The sound of light sobbing drifted across from Janet's bed, and I realised that she was breaking down. I glanced over at her downcast face and quickly looked away. Her family had started with the encouraging comments, trying to placate her fears, but it was no use. She was scared terrified, of the coming operation. In just a few minutes the orderlies would be taking her down to the operating theatre, and there her appendix would be taken out. Even the knowledge that she would be asleep was no consolation. I picked up the pen and continued to write slowly.
    "Later the cool social worker Shelley took me out for a tour of the Geoffrey Furborugh Block and we hung out downstairs, in the lobby – I don't know why that gave me such a thrill, just a change of scene I guess. Later we went back to the ward and Shelley asked me if I'd play something on the synth for her, so I did. She liked it when I played "Music of the Night." I wish Anne had been there to hear it. But first I ought to explain who Anne is – she –"
I broke off the sentence to gaze across at Anne, who was looking rather worried. Janet was still crying. Her family's comforting words seemed to have no effect. I looked at my own feet and just listened to the gentle sounds of sorrow, let them wash over me. It seemed to me that there was something very beautiful about Janet's lament, just the sound of it – I wanted to listen to it more. Not that I wished Janet to be more sad, but it was a nice sound. Some distant voice reminded me that I wasn't supposed to be gaining enjoyment from someone else's pain.

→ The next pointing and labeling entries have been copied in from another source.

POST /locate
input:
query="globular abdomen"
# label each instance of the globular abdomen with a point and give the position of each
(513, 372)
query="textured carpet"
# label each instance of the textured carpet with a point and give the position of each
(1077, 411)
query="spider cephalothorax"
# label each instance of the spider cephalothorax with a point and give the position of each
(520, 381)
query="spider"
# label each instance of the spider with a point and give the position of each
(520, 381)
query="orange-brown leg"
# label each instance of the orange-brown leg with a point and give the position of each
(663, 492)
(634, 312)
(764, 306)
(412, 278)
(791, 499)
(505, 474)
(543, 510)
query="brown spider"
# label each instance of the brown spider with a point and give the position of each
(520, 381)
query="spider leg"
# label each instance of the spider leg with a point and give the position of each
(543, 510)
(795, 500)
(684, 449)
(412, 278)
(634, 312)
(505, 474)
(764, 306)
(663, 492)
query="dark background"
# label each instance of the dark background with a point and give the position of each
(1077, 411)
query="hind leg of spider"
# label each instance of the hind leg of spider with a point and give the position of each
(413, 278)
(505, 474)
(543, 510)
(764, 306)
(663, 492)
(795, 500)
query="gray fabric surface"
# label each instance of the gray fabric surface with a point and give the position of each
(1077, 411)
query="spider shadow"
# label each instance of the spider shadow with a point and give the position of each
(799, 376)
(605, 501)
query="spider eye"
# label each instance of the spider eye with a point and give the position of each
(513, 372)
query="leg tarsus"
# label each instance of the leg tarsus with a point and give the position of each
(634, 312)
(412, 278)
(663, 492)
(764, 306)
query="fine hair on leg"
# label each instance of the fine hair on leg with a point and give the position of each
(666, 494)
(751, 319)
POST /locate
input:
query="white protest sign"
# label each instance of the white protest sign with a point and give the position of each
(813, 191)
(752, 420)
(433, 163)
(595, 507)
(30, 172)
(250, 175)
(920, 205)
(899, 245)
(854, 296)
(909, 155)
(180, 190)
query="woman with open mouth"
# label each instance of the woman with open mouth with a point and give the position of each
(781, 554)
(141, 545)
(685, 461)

    What am I supposed to do then?, I asked. Get worried about it, like Anne? I can't force myself to worry. I decided to pick up the diary where I left off.
    "– is the eighteen year old chick in the bed opposite mine. I am fortunate to be in her company. She was out on weekend leave until –"
    It was no use. I couldn't write when this was going on. It was much too interesting. I wondered what it would be like to be scared of an operation. To me it was unimaginable – I had had some surgery done on my left foot a couple of months ago, but it had never crossed my mind to be scared. It was a very peaceful experience. My parents had been somewhat worried, of course, but that was because they cared about me more than I cared about myself. Maybe that's why I hadn't been scared – because I just didn't care about whether they botched it or not.
    The orderlies were transferring Janet onto a trolley now, and she was crying as they did it. Her family members were showing their concern. Anne called out to her.
    "Janet, don't worry. Five seconds before you go under, you'll burst out laughing, I know – that's what happened to me."
    Janet's visitors stayed in orbit around her while the trolley started on its journey. Looking at the terrified woman being taken away, I couldn't picture her bursting out laughing any time in the near future.
    The sobs faded off into the distance. I started to get back to the best-day-of-my-life diary entry, but it wasn't long before the night nurse was calling for lights out. I put the diary in my bed-side drawer, adjusted the back of my bed so that it was no longer raised, and snuggled my head down into the soft yet waterproof pillow. Somewhere far below in the active hub of the institution, Janet was falling asleep too.